Au sujet de la différence des génomes entre les régions du monde, le professeur a indiqué : «il y a une grande variabilité du virus du Sida selon les zones géographiques mais également selon la génétique de la personne infectée, les ethnies différentes en Afrique peuvent être plus ou moins sensibles face au Sida». Aussi, ajoute-t-il, malgré la forte variabilité du Sida, le virus donne toujours le même type de maladies. Pour cause, explique le chercheur, «nous avons, par exemple, isolé en premier lieu le VIH1 et deux ans plus tard, le VIH2 qui, lui, apparaît plutôt en Afrique de l’Ouest, notamment en Guinée Bissau et quelque peu au Sénégal», un virus qui, selon le Pr Montagnier est assez différent du premier, bien qu’il donne les mêmes affections. En effet, et ainsi que le notent la plupart des scientifiques affiliés à la recherche sur le Sida, tout se joue au niveau du génome, ce qui fait que tout soit différent d’un individu à un autre, ou d’un lieu à un autre. Pour Luc Montagnier, les séquences des gênes dues à la contraction du virus, sa surface dans l’organisme de l’individu atteint et son enveloppe, varient énormément avec une estimation de plus de 50% de différence.

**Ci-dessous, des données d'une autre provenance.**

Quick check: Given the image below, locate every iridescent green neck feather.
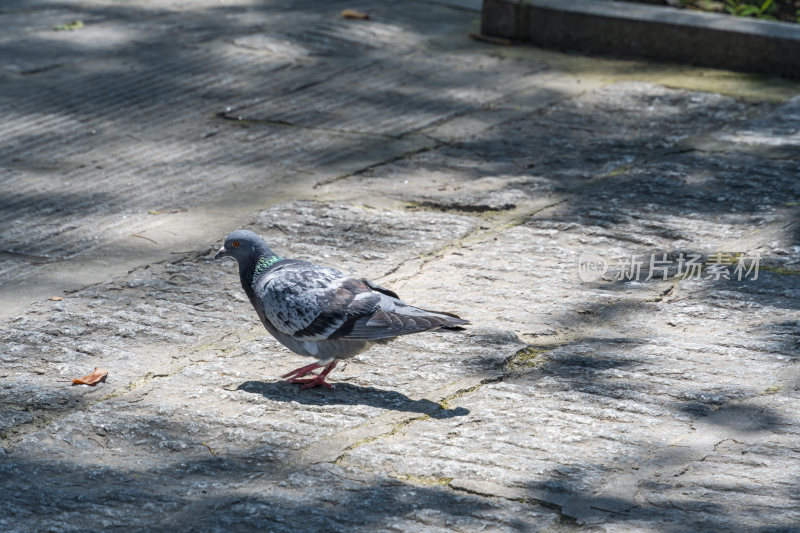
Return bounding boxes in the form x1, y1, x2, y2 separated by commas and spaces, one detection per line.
253, 254, 283, 279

Pour le chercheur qui défend, trente après la découverte du virus, l’idée qu’il faut continuer de travailler sur l’amélioration des traitements contre la pandémie du Sida, un vaccin contre ce virus qui décime des millions d’individus depuis son apparition, serait le bienvenu. Mais à ce jour, il n’est pas prouvé qu’un tel moyen de prévention ait vu le jour dans un quelconque laboratoire du monde : «vous parlez de vaccin, c’est possible bien sûr. Mais ce n’est pas la seule voie possible, l’autre voie c’est de trouver des moyens de traitement et de thérapie relativement peu couteux qui permettent d’empêcher la transmission du virus». A cet effet, indique le professeur, il convient plutôt de se pencher davantage sur «les cofacteurs qui sont des facteurs de risque d’infection (…). En neutralisant ces facteurs, on pourra peut-être arriver à neutraliser la transmission du virus».

Par ailleurs, si le chercheur a vivement défendu les différents traitements et thérapies existant à ce jour, il s’est tout de même remémoré l’utilisation, trente années auparavant, du MD4 et de l’AZT -des médicaments consacrés au traitement du cancer- pour lutter contre le Sida et qui aggravait l’état des malades. A ce jour encore, note le Pr Montagnier, si le MD4 était beaucoup moins approprié pour guérir les maladies dues au virus, il reste que les différents inhibiteurs utilisés par les médecins sont également plus ou moins toxiques, mais sont utilisés avec beaucoup plus de précaution : «Donc il vaut mieux ne pas attraper le Sida (…). Il faut dire aux jeunes que la prévention est plus importante. Quand tu n’as pas le Sida, tu n’es pas confronté à tous ces médicaments».